There are some parallels with Scandi noir, the crime drama sub-genre that emerged in 2007 with The Killing, which set a new bar for local shows gaining traction internationally. While an element of serendipity was involved, The Killing, which reached the UK in 2011, had solid backing; it was a co-production between DR and ZDF Enterprises, for starters. “It also hit the zeitgeist,” says Franke. I don’t think it would work in 2025 because the zeitgeist is now lighter and more escapist.”
While Scandi noir’s success relied on many individual broadcasters taking a punt – for example, the BBC showing The Bridge in 2012 was critical to its international success – it helps the current state of play that streamers like Netflix are global distributors too.

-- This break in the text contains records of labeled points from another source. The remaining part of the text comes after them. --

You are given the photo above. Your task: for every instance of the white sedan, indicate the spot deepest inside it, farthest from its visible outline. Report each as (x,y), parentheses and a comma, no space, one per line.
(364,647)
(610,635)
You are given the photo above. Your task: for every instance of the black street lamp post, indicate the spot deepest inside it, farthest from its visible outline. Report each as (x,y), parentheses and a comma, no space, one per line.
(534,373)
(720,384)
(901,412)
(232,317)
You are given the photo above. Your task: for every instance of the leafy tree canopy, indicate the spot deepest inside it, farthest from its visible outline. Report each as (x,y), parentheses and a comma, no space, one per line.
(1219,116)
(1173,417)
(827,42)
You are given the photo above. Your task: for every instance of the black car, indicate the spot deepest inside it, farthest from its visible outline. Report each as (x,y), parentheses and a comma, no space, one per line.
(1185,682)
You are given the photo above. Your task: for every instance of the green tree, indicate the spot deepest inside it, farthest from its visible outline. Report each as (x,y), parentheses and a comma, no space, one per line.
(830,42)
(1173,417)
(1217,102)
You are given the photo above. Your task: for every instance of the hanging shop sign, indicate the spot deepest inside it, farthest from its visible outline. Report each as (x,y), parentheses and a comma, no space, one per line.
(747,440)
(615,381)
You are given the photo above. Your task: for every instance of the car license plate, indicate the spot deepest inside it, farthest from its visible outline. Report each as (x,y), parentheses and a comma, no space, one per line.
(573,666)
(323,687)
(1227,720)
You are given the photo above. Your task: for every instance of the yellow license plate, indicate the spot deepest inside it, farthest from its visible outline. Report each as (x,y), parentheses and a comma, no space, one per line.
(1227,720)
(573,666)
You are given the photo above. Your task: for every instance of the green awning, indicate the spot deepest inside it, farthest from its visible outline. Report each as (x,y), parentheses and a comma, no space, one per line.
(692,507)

Harrington says: “They’re able to release everything simultaneously and corral marketing efforts to a point where you get these international waves of interest. It’s an amplification that’s never happened before. We’re starting to get Netflix originals like Baby Reindeer and Adolescence that could have been on PSBs. They contain location-specific references that a person who lives in Nebraska wouldn’t understand. Broadcasters have worked out that it doesn’t matter. The main thing is what the show is about.”
Still, even though we can unpick the contributing factors that make a show resonate internationally, every project remains a gamble. Franke concludes: “If you look at a show and try to replicate what has been done before, you most likely fail for the simple reason that the social, political and demographic environment has changed.There’s no magic playbook. You can’t orientate yourself around something like Squid Game to be successful. Ultimately, it’s about the stars aligning.”